第34話 何ができるか、どうしたいか

「ふむ」

「言える相手がいるような立場でもなかったけど。もう少し、何かすればよかったんじゃないかなとか、思うわけです。友人、知人も喪った身としては」

「……そうでしたか」


 もしかしたらクトゥラも、政変直後の戦いに加わっていたのかもしれない。その結果が『長いものには巻かれる主義』であるのならば、無理からぬことと言える。

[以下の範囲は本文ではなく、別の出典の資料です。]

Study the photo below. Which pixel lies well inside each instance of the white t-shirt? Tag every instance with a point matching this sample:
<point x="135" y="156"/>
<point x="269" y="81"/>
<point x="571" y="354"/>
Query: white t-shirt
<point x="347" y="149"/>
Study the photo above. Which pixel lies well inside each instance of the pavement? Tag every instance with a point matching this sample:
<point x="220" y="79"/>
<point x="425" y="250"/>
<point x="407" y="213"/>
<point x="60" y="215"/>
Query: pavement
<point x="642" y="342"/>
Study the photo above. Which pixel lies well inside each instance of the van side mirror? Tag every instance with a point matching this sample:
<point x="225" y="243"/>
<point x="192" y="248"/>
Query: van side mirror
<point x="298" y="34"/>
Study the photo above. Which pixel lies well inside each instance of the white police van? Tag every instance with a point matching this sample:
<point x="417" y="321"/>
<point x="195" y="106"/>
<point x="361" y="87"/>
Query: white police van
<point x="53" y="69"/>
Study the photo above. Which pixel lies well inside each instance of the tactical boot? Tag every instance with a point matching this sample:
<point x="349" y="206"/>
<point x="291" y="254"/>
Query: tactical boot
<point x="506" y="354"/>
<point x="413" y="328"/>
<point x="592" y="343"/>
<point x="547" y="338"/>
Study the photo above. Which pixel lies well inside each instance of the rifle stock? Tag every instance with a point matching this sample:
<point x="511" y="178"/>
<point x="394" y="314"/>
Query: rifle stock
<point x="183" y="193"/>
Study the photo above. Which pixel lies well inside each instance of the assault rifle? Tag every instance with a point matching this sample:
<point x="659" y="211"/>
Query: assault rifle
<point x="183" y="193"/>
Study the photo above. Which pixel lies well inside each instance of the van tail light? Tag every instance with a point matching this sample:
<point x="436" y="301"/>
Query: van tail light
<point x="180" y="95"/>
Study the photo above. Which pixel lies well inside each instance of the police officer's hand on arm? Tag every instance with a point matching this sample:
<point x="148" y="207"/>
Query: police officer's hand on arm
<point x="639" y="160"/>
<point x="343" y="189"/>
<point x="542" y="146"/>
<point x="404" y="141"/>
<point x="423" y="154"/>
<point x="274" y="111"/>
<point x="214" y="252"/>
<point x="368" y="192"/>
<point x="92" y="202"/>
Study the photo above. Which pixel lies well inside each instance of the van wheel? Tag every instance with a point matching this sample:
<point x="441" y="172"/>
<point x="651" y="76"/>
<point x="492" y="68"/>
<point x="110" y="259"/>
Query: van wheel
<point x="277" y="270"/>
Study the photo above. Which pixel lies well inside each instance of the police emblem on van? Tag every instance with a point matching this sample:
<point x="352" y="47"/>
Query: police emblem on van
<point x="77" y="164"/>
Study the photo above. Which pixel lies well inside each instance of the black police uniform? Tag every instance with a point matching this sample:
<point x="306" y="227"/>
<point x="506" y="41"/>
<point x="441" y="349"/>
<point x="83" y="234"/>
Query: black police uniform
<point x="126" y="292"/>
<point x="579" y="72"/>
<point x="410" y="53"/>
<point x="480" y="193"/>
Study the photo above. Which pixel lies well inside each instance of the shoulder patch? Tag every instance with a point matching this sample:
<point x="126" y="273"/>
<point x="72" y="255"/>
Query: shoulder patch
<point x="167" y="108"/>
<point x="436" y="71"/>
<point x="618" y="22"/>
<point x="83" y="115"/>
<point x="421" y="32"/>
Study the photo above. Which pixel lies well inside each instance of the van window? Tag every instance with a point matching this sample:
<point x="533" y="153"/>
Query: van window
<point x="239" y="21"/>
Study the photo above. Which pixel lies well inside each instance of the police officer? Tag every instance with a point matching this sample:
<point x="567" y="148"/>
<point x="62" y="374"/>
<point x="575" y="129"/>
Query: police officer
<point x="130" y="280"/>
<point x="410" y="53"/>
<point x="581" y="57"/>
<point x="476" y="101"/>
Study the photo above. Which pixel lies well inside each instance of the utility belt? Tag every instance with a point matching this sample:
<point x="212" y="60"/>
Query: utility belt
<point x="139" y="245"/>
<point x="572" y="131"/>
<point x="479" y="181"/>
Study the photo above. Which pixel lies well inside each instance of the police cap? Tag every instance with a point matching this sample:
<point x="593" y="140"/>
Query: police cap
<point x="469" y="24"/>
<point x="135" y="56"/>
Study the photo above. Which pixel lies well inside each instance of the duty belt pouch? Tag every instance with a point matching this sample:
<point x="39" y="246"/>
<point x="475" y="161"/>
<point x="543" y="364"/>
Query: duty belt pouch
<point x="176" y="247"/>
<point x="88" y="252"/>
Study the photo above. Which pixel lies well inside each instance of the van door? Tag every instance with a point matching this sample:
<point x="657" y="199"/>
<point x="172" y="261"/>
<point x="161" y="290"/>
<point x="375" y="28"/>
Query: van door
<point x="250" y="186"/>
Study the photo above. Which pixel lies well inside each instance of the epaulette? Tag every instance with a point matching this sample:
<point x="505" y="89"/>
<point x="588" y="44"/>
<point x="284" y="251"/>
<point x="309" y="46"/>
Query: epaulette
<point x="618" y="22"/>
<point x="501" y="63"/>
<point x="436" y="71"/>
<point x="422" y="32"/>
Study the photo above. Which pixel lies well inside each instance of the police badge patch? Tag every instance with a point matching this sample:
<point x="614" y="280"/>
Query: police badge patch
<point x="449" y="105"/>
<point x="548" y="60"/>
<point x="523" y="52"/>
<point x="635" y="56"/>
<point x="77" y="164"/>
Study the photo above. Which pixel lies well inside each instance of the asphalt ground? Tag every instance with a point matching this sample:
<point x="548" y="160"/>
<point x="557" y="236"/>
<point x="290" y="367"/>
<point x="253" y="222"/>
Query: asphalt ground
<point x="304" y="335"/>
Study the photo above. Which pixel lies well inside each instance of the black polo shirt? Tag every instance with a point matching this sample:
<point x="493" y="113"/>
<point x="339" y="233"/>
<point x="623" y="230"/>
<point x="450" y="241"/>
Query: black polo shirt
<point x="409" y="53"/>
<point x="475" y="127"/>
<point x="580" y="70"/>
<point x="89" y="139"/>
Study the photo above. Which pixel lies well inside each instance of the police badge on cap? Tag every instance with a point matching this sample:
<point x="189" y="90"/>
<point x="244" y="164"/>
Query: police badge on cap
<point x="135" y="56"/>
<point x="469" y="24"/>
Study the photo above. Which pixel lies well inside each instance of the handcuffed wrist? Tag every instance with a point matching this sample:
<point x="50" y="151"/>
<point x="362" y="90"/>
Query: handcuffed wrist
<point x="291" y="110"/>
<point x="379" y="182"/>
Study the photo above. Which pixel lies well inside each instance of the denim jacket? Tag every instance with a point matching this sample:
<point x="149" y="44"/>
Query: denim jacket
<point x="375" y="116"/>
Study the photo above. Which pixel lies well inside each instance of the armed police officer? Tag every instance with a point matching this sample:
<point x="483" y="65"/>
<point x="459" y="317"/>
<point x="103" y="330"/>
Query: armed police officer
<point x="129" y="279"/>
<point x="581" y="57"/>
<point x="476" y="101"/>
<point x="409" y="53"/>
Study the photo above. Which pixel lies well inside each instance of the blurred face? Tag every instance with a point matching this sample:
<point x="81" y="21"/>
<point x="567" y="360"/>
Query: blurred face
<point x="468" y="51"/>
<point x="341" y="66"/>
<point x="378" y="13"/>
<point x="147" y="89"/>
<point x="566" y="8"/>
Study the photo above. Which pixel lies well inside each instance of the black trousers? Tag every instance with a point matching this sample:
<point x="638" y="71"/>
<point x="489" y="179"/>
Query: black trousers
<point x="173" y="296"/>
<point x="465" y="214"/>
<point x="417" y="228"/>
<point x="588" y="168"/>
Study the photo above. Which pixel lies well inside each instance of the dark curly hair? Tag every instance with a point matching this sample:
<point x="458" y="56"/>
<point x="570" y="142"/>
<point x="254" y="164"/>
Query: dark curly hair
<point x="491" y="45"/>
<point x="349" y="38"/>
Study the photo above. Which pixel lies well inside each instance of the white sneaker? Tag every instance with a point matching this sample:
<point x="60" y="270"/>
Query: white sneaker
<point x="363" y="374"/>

「聖女は、もういないんだと思っていました。でもまだ生き残っていたんですね、本当に」

「……星の血筋は、絶えてはいません」


 嘘ではない。ヴィトラウシスは本物だ。

 だがクトゥラが希望を持った聖女は偽者なので、濁した肯定の仕方になってしまった。


「星を隔てている闇の帳を払えば、貴女になら星の声が届くのかもしれない。星の導きを得られれば、きっと勝機はあります。そう思ったから炎狼主もここに来たんじゃないかな」

「炎……?」

「あ、ユリア様の世代は知らないかな。獣人族の四源盟主の一人です。帝国との戦で負けてから姿を見なくなって、もう死んだのかなと思ってたんですけど。僕と同期で神官見習いなんですよ」

(アッシュ……!)


 クトゥラの同期の神官見習いというなら、彼しかいない。

 当人から聞く前に、思わぬところで身の上を知ってしまった。

 獣人族は個々の群れとは別に、属性に依ったより上位の命令系統が存在する――と、つい最近読んだ本によって知識を得ていた。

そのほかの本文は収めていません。